Pilot for A Day program continues at 560th Flying Training Squadron

  • Published
  • Joint Base San Antonio-Randolph Public Affairs

The 560th Flying Training Squadron welcomed its newest pilot, as part of the “Pilot for A Day” program July 17 at JBSA-Randolph.

Jared Stadler, became a pilot and joined the ranks of the 560th FTS “Chargin’ Cheetahs,” thanks to a program started more than 20 years ago by former Capt. Rory Blackburn and his wife, Shelley.

Jared, who is the son of Army Capt. Tim and Megan Stadler is 15 years old and has a brain tumor. He attends Cole High School at JBSA-Fort Sam Houston, where his father is stationed.

“It’s really good that they let me do this because they don’t have to,” Jared said. “I feel really good I am very excited because I love to see airplanes fly by and today I get to see real pilots in person.”

The program began in December 1994, when the Blackburns started the “Pilot for A Day” program at JBSA-Randolph.

“It gives the kids an opportunity to get away from the hospital and see what it’s like to be a pilot,” Lt. Col. Joel DeBoer, 560th FTS commander, said. “It’s to provide them hope, encouragement and smiles, in a time when they are struggling and down. We show them what it’s like to be a pilot, show them the aircraft, the simulators and ride on the fire truck. It’s about building them up and encouraging them.”

The program evolved on its own as instructor pilots and student pilots left the 560th FTS and went on to other duty stations and carried on the tradition for children in other states.

“I was not flying an F-16 anymore, I was here with Shelley in surgery for the 18th time and my life was in turmoil,” Blackburn said. “Then I saw a little kid pulling a pole, his butt sticking out and an IV underneath his gown and he had a shaved head. They were several kids there and I felt like they were being cheated.
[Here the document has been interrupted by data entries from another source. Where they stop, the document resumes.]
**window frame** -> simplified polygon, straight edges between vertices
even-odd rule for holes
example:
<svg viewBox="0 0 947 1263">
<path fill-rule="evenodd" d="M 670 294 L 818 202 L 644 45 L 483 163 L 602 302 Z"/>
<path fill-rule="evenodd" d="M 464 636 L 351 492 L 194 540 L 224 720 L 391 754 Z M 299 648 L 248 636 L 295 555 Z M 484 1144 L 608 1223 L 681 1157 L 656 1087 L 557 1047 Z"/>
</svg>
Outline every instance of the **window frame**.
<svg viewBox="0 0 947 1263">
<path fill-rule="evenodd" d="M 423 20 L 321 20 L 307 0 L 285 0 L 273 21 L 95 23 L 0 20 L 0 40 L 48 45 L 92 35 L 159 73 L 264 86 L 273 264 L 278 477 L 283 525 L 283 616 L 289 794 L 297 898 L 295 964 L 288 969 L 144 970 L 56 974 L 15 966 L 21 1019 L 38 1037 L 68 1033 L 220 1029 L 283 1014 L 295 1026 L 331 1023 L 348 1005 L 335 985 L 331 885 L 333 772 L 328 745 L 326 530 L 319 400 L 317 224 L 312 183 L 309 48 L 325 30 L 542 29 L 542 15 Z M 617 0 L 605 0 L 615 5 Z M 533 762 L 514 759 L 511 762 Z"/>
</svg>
“How could I feel sorry for myself, my heart went out to them,” he recalled as he briefed Maj. Cheryl Buehn, current “Pilot for A Day” program coordinator. “These children usually spend more time in the hospital than with their peers or families.”

It was a difficult time for Blackburn and his family as his wife was undergoing treatment for breast cancer, so they decided to create a program to help young patients afflicted with catastrophic illness.

The program is for children of all ages with chronic conditions invited to be guests of a flying squadron and spend an entire day as a pilot with the goal of giving them a break from the challenges that they typically face day-to-day.

“It’s great to just watch him not have to worry about anything else going on and just be a 15-year-old and be wowed by things not thinking about chemo,” Tim Stadler, Jared’s father said. “We all go through things like this in life and he takes it like just another day, it puts things into perspective. Like when you get down because your sports team lost or being 10 pounds overweight, it seems irrelevant.”

The day for the new pilot starts out when a member of the squadron meets the child and the family at the visitor center and escorts them to the squadron for a breakfast reception hosted by the squadron’s pilots and their spouses. 

“He gets a flight suit and patches, and during pilot call he’s introduced to other pilots as one of the pilots,” Maj. Michael Granberry, former “Pilot for A Day” organizer, said.

The first stop on the tour is at the life support section.  “NCOs assigned here give the pilots the necessary survival training required to handle an ejection from the aircraft,” DeBoer said. “This training includes seat operation procedures as well as how to survive in the local area.”

Following the life support section, decked out in his flight suit, the child goes out to the flight line to get a closer look at a T-38, T-1 and T- 6.

The aircraft is even personalized with the name of the “Pilot for A Day” on the side of the aircraft.   The new pilot is also given the opportunity to sit inside the jet.

“This is such an amazing program that all at JBSA-Randolph are a part of,” Buehn said. “It is a very special day for Jared as he is hopefully removed from focusing on the treatments and given the chance to be a kid living out his dream for the day. We appreciate all that the JBSA community has done to make this day special.”

In addition, “Pilots for A Day,” also get a closer look at the control tower, fire department, aircraft simulators, an even a tour of Randolph’s Taj.

The majority of the young pilots have their photos hanging on the walls at the 560th Flying Training Squadron.To date, more than 100 children have been “Pilots for A Day.”

“The 560th has a very rich history from World War II to Vietnam to present day,” DeBoer said. “The Freedom Flyers and POWs are part of our history and so is ‘Pilot for A Day.’  On our wall you see those pictures and see those kids’ smiles, I wanted to ensure that, that piece of our history is preserved and continued because I think it’s an honorable and deserved, just course. It’s a small way we can make an impact in a kid’s life and help our community. If we can help take away the child’s struggle with their sickness then it was worth it.”